C’était juste une question, encore une fois, de volonté et d’organisation. Je me sentais minable, et certainement pas digne de demander de l’aide : que vouliez-vous qu’un médecin fasse d’une patiente comme moi, non observante et incapable de maîtriser ses prises alimentaires ?

J’ai renoncé à faire des études de médecine, convaincue que je n’en serais pas capable. Je suis devenue enseignante, au moins je n’aurais jamais la vie d’un de mes patients entre les mains. J’ai passé d’abord le CAPES, puis l’année d’après l’agrégation de philosophie, perpétuellement épuisée par le travail [...] J’ai obtenu un tiers-temps pour les épreuves de l’agrégation. Il avait fallu qu’un endocrinologue intervienne, parce que le médecin du rectorat avait estimé que, je cite : « pour passer l’agrégation de philosophie à 23 ans, vous n’allez pas me dire que vous êtes bien malade ! »
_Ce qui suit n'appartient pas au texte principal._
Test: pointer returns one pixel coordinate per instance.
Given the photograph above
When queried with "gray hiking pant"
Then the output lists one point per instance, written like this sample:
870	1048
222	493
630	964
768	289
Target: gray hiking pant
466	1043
Avant les oraux, de manière tout à fait inattendue, la présidente du jury m’a convoquée (à Paris, alors que j’habitais Marseille) pour me signifier qu’elle n’était pas dupe de mes « manœuvres » (sic) : légalement, elle ne pouvait pas me refuser le tiers-temps, mais, refrain trop souvent entendu : « il faut tout de même reconnaître que vous n’avez pas l’air bien malade ». Je venais de passer une demi-heure à me faire vomir à cause d’une crise dans les toilettes de la Sorbonne, ma glycémie, je m’en souviendrai toujours, était à 4,16 g. Mais je me sentais mortifiée, parce que, après tout, c’était de ma faute si j’étais dans cet état : je n’avais qu’à arrêter de manger, m’occuper de mon diabète, ou au moins, avoir la décence d’avoir l’air malade. J’ai finalement eu cette agrégation, du premier coup, mais dans la honte et avec l’impression d’avoir bénéficié d’un privilège indu [...]
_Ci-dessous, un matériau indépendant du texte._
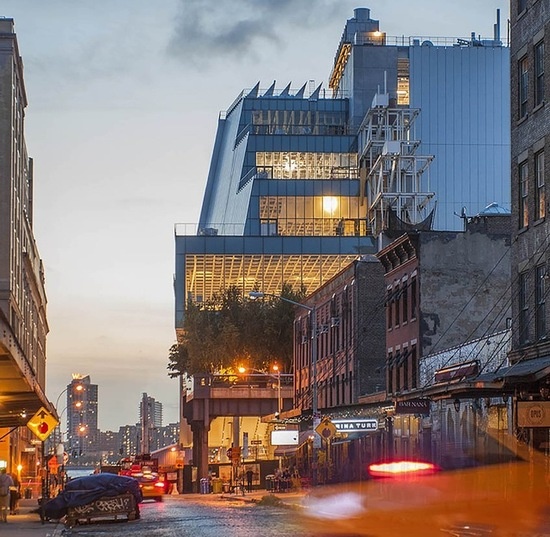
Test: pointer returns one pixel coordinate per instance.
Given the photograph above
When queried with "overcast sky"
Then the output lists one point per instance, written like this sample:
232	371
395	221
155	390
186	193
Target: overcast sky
124	97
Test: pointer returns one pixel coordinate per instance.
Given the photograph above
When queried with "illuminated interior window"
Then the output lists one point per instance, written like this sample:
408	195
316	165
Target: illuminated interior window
207	274
311	216
298	165
403	96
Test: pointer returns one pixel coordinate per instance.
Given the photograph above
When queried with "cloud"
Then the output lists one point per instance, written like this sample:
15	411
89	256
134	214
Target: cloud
210	31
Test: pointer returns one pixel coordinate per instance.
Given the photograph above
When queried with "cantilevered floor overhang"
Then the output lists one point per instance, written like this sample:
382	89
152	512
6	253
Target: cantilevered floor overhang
207	264
21	394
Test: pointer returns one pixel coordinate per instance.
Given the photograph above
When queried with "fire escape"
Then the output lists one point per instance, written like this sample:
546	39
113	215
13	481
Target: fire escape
393	177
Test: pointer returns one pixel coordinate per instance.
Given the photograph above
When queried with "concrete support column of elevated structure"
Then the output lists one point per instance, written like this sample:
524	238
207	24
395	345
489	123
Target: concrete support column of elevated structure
215	396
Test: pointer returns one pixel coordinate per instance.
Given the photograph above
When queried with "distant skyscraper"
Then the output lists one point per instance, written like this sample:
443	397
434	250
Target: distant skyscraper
150	418
82	431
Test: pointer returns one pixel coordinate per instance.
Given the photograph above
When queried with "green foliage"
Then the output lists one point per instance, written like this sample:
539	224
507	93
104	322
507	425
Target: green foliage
232	331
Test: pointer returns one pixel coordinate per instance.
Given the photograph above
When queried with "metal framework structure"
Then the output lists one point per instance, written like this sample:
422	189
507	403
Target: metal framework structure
391	171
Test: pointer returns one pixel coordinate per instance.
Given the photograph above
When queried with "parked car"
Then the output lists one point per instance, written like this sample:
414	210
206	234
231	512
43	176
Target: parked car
151	485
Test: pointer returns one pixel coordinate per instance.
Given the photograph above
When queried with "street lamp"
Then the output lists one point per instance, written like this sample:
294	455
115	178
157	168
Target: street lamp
277	369
314	407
Me voici, presque 15 ans plus tard. J’ai fait une thèse de doctorat et ai eu la chance inouïe de trouver un poste d’enseignant-chercheur dans une université canadienne. Cela fait seulement deux ans que mon diabète est à peu près équilibré (cinq injections par jour et entre 5 et 6 glycémies quotidiennes). Me déplacer pour les congrès est un véritable défi à cause du décalage horaire. Les troubles du comportement alimentaire se sont calmés [... ] mais [...] ressurgissent dans les moments de stress et de déception [...]
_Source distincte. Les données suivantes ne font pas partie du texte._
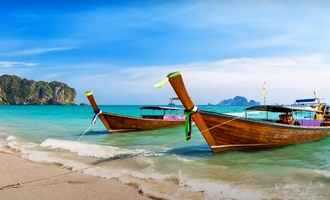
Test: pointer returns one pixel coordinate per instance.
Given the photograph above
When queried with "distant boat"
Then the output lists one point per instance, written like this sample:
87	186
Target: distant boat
226	132
165	117
172	101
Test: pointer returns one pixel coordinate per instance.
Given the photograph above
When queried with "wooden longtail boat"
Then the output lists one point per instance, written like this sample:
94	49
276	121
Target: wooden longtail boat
225	132
120	123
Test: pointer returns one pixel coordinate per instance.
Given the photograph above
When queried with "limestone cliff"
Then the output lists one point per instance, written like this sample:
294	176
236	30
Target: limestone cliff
15	90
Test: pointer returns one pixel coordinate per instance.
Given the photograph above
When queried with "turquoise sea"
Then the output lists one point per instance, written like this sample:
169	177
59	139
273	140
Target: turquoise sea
52	134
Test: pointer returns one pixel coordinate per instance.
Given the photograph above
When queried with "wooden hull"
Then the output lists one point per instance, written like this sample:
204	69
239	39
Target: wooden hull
230	133
225	132
119	123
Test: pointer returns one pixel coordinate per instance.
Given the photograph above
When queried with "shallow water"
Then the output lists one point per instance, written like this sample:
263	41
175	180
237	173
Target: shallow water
51	133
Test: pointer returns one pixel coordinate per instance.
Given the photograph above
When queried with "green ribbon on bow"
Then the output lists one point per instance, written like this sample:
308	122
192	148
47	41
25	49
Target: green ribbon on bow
188	124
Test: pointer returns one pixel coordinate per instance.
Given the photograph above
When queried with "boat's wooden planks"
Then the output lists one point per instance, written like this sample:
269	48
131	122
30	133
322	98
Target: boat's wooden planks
117	122
224	132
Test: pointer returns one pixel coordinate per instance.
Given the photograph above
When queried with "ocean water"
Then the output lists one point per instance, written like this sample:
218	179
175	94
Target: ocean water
52	134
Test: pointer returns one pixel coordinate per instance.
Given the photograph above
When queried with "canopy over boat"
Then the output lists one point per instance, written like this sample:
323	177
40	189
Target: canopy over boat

J’ai eu la chance, il y a deux ans, de tomber sur une psychiatre remarquable, qui travaille régulièrement avec des patients atteints de diabète de type 1. Par son intermédiaire, j’ai découvert, il y a quelques semaines, l’ouvrage de Ann Goebel-Fabbri intitulé * " Prevention and Recovery from Eating Disorders in Type 1 Diabetes – Injecting Hope ". J’ai appris que les jeunes et les femmes diabétiques de type 1 étaient deux fois et demi plus à risque que les non diabétiques de développer des troubles du comportement alimentaire. Qu’il existe, aux États-Unis, des cliniques spécialisées [...] J’ai lu les témoignages de patientes concernées, aux prises avec de lourdes complications, avant même l’âge de trente ans.

J’ai alors eu le sentiment, pour la première fois, que ce n’était peut-être pas (ou pas seulement) de ma faute, que cette pathologie spécifique était désormais référencée, scientifiquement étudiée, et même soignée. Je me suis alors sentie un devoir de le partager, afin que toutes celles et ceux, patients ou accompagnants, qui sont aux prises avec ce couple infernal (diabète de type 1/troubles du comportement alimentaire) puissent ressentir un peu de ce soulagement et de cet espoir que j’ai finalement retrouvés.

* Références de l’ouvrage : Ann Goebel-Fabbri, Prevention and Recovery From Eating Disorders in Type 1 Diabetes – Injecting Hope, 2017, New-York, Routledge.
(en français : Prévenir et guérir les troubles du comportement alimentaire chez les diabétiques de type 1 – une piqûre d’espoir).